農家民宿「おかだ」を営む岡田かよ子さん(69)=兵庫県丹波市氷上町=が、今年度の県農業賞を受けた。2004年に農家民宿を開業し、食農教育を推進、誘客推進に貢献したほか、女性農業者のネットワークづくりなどに尽力した功績が認められた。

西宮市から故郷にUターンし、同民宿を20年経営。兵庫丹波生活研究グループ連絡協議会会長、丹波市農村女性組織連絡会会長、県女性農業士などを歴任した。女性農業者団体「丹波 根っこの会」の立ち上げにも携わった。2018年に「第1回農林漁家民宿おかあさん100選」認定(都市農山漁村活性化機構選定)を受けた。

夕食、朝食に自家栽培の季節の野菜を使った料理を提供する。環境創造型農業で黒大豆、丹波大納言小豆、大豆、ブルーベリー、季節の野菜などを栽培。現在は、栽培は娘に任せ、自身は手伝い。

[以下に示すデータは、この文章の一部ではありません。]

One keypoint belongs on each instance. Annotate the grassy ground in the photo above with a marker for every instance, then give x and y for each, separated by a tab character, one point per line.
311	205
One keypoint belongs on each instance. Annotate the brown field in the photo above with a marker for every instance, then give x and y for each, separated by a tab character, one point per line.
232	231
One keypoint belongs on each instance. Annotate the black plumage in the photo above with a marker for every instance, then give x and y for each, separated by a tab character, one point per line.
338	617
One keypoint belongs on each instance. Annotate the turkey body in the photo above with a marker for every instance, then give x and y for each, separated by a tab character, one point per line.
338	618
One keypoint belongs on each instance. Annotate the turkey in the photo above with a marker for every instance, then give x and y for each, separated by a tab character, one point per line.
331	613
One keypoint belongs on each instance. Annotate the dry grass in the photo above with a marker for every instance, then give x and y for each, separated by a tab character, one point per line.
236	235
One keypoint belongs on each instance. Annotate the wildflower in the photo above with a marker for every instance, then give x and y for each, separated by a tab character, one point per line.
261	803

「農家民宿と言うと、野菜しか出さないイメージがあるけれど、但馬牛を出すし、他にもその時にあるおいしそうなものを出す。満足してもらわないと」。朝食は、一汁三菜。焼き魚と卵焼きは定番。漬物は「並べる農家民宿が多いけれど、塩分の取り過ぎになるから出していない」と、栄養士のこだわりを見せる。

冬以外は宿泊の問い合わせがあり、土・日曜は埋まる。開業当初は農薬を使わない農業に興味を持つ客が多かったが、途中から、田舎暮らしをしたいと移住相談に来る人が増えてきた。

役を引き受けたり、人前で話したりするのは好きではなかったが、会議出席が気分転換になることもあった。今も人前に出るのが苦手な女性農業者は多い。「『副』に私が就くから引き受けて」と背中を押してきた。そのかいあって会議に代表で出席する女性農業者が、40―50歳代に若返った。「20年、30年続けられる人につなげられた」と喜ぶ。

後継者もでき、「もう引退」と思っていたが、兵庫で開く農家民宿の全国大会を丹波市に誘致できないかと考えている。「あちこち視察研修に行った。農家民宿は可能性がある。丹波市で取り組む農家がもっと増えてほしい。先進地の話を聞き、刺激を受け、全国のネットワークに加わってほしい」と願っている。

今年度の受賞者は4人。丹波市からの受賞は2021年の長尾安博さん(氷上町)以来。